Di hadapan awak media, Doktif menyatakan komitmennya untuk mengawal proses hukum yang berjalan. “Doktif ingin memantau. Doktif ingin mengawal kasus ini,” tegas Doktif di depan Gedung Ditreskrimsus Polda Metro Jaya, Jakarta Selatan, Rabu (7/1/2026).
Klik mureks.co.id untuk tahu artikel menarik lainnya!
Menurut Doktif, perlakuan hukum terhadap Richard Lee seharusnya lebih tegas, mengingat dugaan skala kerugian yang ditimbulkan jauh lebih besar. Ia menyoroti potensi ketidakadilan jika Richard Lee, yang berstatus tersangka kasus perlindungan konsumen, tetap bebas tanpa penahanan.
Doktif menambahkan, “Sementara saudara DRL yang kerugiannya diduga ratusan miliar dan masih berjalan hingga hari ini karena, hingga hari ini Doktif masih bisa membeli produk White Tomato. Artinya apa? Kerugian masyarakat terus berjalan hingga detik ini. Sangat tidak adil jika Polda Metro Jaya tidak melakukan penahanan.” Mureks mencatat bahwa Doktif secara konsisten menyuarakan kekhawatiran akan dampak kerugian berkelanjutan bagi konsumen.
Keteguhan Doktif dalam mengawal kasus ini bukan tanpa alasan. Ia bahkan mengancam akan bertahan di Polda Metro Jaya dan mendirikan tenda jika tuntutannya untuk keadilan konsumen tidak direspons oleh penyidik.

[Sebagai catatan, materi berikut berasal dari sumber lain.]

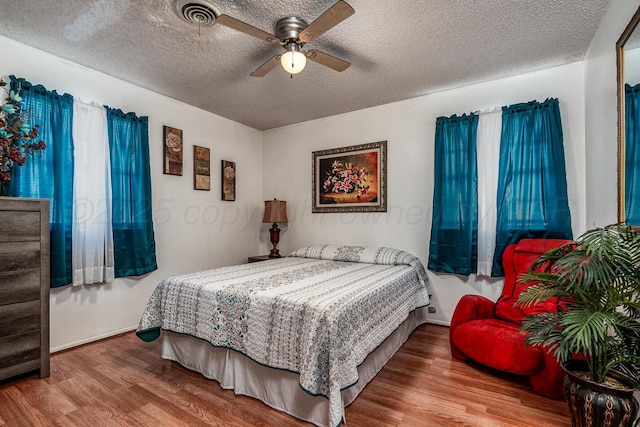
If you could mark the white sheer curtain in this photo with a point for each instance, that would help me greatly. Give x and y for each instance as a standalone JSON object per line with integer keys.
{"x": 92, "y": 235}
{"x": 488, "y": 152}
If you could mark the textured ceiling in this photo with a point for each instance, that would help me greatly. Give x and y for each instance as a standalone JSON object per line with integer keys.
{"x": 398, "y": 49}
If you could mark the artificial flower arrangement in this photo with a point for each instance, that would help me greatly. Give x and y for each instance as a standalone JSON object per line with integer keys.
{"x": 17, "y": 136}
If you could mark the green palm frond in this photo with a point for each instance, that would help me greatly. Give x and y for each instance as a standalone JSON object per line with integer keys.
{"x": 598, "y": 278}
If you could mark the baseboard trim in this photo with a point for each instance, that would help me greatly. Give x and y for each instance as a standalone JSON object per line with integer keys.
{"x": 92, "y": 339}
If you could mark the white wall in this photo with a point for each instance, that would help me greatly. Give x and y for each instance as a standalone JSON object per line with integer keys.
{"x": 409, "y": 128}
{"x": 601, "y": 115}
{"x": 193, "y": 229}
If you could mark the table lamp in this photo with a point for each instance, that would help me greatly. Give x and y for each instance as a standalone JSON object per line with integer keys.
{"x": 275, "y": 211}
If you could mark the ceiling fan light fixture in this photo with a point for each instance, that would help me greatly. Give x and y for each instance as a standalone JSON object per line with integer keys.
{"x": 293, "y": 60}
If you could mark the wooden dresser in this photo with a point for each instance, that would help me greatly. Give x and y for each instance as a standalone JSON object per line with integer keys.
{"x": 24, "y": 286}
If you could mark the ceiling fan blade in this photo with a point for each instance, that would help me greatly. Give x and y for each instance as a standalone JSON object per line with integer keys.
{"x": 327, "y": 60}
{"x": 329, "y": 19}
{"x": 262, "y": 70}
{"x": 230, "y": 22}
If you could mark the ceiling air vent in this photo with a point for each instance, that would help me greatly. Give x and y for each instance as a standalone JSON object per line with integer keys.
{"x": 201, "y": 12}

“Jadi Doktif ingin mengawal. Bahkan kalau perlu Doktif menginap, Doktif dirikan tenda di sini. Karena ini perjuangannya luar biasa, guys. Satu tahun perjuangan ini jangan sampai sia-sia,” ujarnya penuh semangat.
Awal Mula Polemik Doktif dan Richard Lee
Polemik antara Dokter Detektif dan dokter Richard Lee berawal dari serangkaian konten investigasi independen yang dilakukan Doktif melalui media sosial. Dalam investigasinya, Doktif menuding sejumlah produk kecantikan milik Richard Lee, khususnya White Tomato, melakukan klaim yang berlebihan atau overclaim.

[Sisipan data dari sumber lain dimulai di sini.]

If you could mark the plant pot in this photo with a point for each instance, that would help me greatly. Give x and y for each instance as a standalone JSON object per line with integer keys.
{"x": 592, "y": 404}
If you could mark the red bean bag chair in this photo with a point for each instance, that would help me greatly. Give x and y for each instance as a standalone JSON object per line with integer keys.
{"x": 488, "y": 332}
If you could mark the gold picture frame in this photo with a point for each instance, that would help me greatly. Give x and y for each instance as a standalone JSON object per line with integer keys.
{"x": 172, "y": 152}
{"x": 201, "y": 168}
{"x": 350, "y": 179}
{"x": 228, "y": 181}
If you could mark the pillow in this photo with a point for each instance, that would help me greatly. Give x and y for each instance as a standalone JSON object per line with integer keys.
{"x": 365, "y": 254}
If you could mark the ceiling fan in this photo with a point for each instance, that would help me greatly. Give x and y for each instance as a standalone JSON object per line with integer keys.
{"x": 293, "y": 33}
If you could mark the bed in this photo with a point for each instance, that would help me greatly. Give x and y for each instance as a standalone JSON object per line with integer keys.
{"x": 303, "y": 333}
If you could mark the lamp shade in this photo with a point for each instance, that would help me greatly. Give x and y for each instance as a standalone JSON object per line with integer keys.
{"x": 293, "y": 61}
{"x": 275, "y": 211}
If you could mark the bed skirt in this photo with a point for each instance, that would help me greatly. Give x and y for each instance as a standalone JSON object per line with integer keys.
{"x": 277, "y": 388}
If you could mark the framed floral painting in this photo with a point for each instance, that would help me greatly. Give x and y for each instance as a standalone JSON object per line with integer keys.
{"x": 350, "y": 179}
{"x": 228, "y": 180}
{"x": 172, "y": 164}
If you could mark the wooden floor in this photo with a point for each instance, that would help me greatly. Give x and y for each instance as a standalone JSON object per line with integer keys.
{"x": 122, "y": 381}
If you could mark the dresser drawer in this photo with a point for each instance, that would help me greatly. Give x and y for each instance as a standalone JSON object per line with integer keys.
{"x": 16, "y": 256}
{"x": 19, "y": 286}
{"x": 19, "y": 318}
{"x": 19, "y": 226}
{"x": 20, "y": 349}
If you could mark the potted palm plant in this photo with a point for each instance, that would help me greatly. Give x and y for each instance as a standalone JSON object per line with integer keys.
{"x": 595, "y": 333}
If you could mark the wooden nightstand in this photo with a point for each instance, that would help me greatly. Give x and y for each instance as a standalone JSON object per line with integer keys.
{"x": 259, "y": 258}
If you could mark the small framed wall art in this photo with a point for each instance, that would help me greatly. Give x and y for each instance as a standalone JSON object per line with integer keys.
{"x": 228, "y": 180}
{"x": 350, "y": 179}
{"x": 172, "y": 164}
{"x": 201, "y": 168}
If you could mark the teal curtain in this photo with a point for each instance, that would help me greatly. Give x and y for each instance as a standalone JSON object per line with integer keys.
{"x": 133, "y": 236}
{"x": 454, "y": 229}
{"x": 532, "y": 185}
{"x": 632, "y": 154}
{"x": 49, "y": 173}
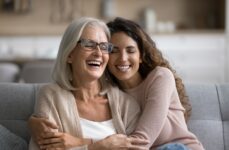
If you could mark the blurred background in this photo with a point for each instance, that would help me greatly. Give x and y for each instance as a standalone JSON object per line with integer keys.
{"x": 193, "y": 35}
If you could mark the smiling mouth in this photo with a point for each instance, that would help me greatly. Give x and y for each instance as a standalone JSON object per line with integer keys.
{"x": 94, "y": 63}
{"x": 123, "y": 68}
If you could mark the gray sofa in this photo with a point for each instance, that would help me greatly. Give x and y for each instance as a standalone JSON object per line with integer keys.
{"x": 209, "y": 120}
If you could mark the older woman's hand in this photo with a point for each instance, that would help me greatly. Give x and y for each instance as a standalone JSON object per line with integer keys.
{"x": 39, "y": 126}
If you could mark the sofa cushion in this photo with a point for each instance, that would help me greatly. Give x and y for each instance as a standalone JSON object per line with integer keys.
{"x": 206, "y": 122}
{"x": 223, "y": 92}
{"x": 9, "y": 141}
{"x": 17, "y": 104}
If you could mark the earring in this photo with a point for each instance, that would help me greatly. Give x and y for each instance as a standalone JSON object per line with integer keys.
{"x": 69, "y": 61}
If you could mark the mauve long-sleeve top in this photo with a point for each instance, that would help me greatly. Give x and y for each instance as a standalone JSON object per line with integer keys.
{"x": 162, "y": 120}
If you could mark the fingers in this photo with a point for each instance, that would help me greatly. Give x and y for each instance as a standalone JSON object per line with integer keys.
{"x": 52, "y": 146}
{"x": 134, "y": 147}
{"x": 49, "y": 141}
{"x": 50, "y": 124}
{"x": 47, "y": 135}
{"x": 137, "y": 141}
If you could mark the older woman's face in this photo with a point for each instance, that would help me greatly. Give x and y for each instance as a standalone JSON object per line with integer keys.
{"x": 89, "y": 63}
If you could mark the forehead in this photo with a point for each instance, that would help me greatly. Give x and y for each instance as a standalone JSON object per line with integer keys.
{"x": 121, "y": 38}
{"x": 94, "y": 32}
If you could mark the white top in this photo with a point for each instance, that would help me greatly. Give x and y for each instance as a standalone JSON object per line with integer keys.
{"x": 97, "y": 130}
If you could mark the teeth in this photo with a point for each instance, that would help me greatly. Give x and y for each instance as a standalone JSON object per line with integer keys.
{"x": 123, "y": 68}
{"x": 94, "y": 63}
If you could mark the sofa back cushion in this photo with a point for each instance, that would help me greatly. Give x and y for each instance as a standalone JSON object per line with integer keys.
{"x": 17, "y": 104}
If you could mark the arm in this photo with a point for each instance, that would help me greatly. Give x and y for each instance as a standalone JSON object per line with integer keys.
{"x": 47, "y": 139}
{"x": 156, "y": 106}
{"x": 45, "y": 107}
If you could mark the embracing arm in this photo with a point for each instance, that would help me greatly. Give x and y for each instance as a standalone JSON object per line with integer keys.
{"x": 157, "y": 96}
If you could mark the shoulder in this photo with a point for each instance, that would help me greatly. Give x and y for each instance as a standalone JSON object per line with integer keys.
{"x": 51, "y": 88}
{"x": 160, "y": 72}
{"x": 121, "y": 98}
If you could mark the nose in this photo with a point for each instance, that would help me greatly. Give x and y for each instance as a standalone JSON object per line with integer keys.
{"x": 123, "y": 56}
{"x": 98, "y": 51}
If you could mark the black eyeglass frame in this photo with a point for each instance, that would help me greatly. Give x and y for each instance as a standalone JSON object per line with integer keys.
{"x": 91, "y": 45}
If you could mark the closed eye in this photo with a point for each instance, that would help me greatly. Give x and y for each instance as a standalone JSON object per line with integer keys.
{"x": 131, "y": 49}
{"x": 115, "y": 50}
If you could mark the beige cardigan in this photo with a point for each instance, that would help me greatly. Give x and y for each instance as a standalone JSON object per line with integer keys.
{"x": 59, "y": 106}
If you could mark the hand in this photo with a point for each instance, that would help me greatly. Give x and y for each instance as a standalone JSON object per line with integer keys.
{"x": 60, "y": 140}
{"x": 38, "y": 127}
{"x": 119, "y": 142}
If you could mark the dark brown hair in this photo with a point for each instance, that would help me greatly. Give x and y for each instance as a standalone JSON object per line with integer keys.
{"x": 151, "y": 56}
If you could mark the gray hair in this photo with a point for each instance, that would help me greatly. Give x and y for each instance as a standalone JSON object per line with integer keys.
{"x": 62, "y": 73}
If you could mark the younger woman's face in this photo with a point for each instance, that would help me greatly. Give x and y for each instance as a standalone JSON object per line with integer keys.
{"x": 124, "y": 60}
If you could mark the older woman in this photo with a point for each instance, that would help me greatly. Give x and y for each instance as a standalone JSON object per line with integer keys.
{"x": 81, "y": 102}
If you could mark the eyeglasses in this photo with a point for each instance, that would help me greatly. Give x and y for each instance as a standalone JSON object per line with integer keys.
{"x": 91, "y": 45}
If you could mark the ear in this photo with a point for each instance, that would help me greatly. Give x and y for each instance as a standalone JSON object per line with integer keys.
{"x": 140, "y": 60}
{"x": 69, "y": 59}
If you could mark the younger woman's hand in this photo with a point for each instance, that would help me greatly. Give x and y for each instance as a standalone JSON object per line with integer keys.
{"x": 119, "y": 142}
{"x": 60, "y": 140}
{"x": 39, "y": 126}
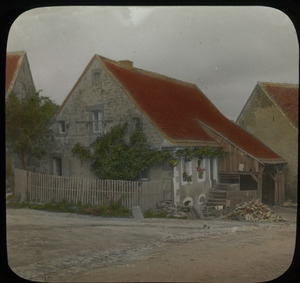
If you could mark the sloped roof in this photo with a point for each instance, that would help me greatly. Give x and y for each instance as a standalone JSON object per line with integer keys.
{"x": 13, "y": 63}
{"x": 176, "y": 108}
{"x": 285, "y": 97}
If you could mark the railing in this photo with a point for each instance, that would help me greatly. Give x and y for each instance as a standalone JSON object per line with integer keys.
{"x": 42, "y": 188}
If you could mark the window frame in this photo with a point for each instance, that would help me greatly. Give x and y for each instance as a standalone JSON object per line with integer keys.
{"x": 61, "y": 127}
{"x": 98, "y": 126}
{"x": 186, "y": 167}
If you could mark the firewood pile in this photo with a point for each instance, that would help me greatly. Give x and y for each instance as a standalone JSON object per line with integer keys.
{"x": 254, "y": 211}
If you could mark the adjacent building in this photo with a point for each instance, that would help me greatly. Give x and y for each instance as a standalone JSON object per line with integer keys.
{"x": 271, "y": 114}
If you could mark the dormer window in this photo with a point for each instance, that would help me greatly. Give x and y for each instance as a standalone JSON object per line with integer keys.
{"x": 96, "y": 77}
{"x": 61, "y": 127}
{"x": 97, "y": 119}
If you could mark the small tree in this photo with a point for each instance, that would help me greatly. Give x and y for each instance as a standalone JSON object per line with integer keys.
{"x": 112, "y": 157}
{"x": 27, "y": 125}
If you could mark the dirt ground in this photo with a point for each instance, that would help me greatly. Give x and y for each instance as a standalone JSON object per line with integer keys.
{"x": 64, "y": 247}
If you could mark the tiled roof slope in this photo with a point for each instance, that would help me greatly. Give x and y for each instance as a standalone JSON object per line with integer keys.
{"x": 13, "y": 62}
{"x": 175, "y": 107}
{"x": 285, "y": 96}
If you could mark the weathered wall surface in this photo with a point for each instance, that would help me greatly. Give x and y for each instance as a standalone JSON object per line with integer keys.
{"x": 193, "y": 190}
{"x": 103, "y": 93}
{"x": 261, "y": 118}
{"x": 24, "y": 82}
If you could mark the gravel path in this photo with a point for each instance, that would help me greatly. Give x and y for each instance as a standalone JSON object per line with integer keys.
{"x": 49, "y": 246}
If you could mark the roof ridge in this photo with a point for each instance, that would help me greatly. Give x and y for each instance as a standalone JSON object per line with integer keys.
{"x": 289, "y": 85}
{"x": 276, "y": 102}
{"x": 21, "y": 55}
{"x": 145, "y": 72}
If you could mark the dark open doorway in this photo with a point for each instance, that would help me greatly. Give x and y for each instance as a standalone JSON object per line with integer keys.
{"x": 268, "y": 187}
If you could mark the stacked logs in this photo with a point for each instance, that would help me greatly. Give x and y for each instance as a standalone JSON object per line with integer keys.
{"x": 253, "y": 211}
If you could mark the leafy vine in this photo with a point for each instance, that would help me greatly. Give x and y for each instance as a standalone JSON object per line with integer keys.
{"x": 113, "y": 156}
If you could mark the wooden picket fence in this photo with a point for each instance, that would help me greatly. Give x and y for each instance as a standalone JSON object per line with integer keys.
{"x": 43, "y": 188}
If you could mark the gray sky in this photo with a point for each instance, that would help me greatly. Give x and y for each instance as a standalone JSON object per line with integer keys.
{"x": 224, "y": 50}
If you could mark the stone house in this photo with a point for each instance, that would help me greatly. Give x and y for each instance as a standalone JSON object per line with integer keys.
{"x": 18, "y": 78}
{"x": 271, "y": 114}
{"x": 19, "y": 81}
{"x": 174, "y": 115}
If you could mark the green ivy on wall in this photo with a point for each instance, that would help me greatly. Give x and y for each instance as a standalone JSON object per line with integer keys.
{"x": 112, "y": 156}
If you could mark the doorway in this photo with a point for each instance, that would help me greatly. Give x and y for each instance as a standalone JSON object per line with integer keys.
{"x": 268, "y": 188}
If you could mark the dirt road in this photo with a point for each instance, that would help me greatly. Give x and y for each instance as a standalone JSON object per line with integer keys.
{"x": 64, "y": 247}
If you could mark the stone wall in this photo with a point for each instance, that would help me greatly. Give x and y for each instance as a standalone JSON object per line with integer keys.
{"x": 97, "y": 90}
{"x": 24, "y": 82}
{"x": 261, "y": 118}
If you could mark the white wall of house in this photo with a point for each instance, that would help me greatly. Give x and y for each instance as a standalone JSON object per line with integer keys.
{"x": 196, "y": 188}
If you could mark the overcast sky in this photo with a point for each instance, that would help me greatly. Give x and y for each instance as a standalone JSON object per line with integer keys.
{"x": 223, "y": 50}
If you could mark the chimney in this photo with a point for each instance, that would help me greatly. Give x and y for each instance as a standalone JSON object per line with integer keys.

Berdasarkan hasil uji laboratorium yang diungkap Doktif, produk White Tomato diduga tidak mengandung ekstrak tomat putih seperti yang diiklankan. Temuan ini menjadi dasar bagi Doktif untuk melaporkan Richard Lee ke Polda Metro Jaya pada Desember 2024 atas dugaan pelanggaran Undang-Undang Perlindungan Konsumen dan Undang-Undang Kesehatan.
Di sisi lain, dokter Richard Lee tidak tinggal diam. Ia melaporkan balik Doktif ke Polres Metro Jakarta Selatan dengan tuduhan pencemaran nama baik dan pelanggaran Undang-Undang Informasi dan Transaksi Elektronik (UU ITE). Richard Lee berdalih bahwa edukasi yang disampaikan Doktif justru bersifat fitnah dan merugikan bisnisnya.
Perkembangan terbaru, pada Desember 2025, kedua belah pihak resmi ditetapkan sebagai tersangka di dua instansi kepolisian yang berbeda. Doktif menjadi tersangka kasus pencemaran nama baik di Polres Metro Jakarta Selatan, sementara Richard Lee ditetapkan sebagai tersangka perlindungan konsumen di Polda Metro Jaya.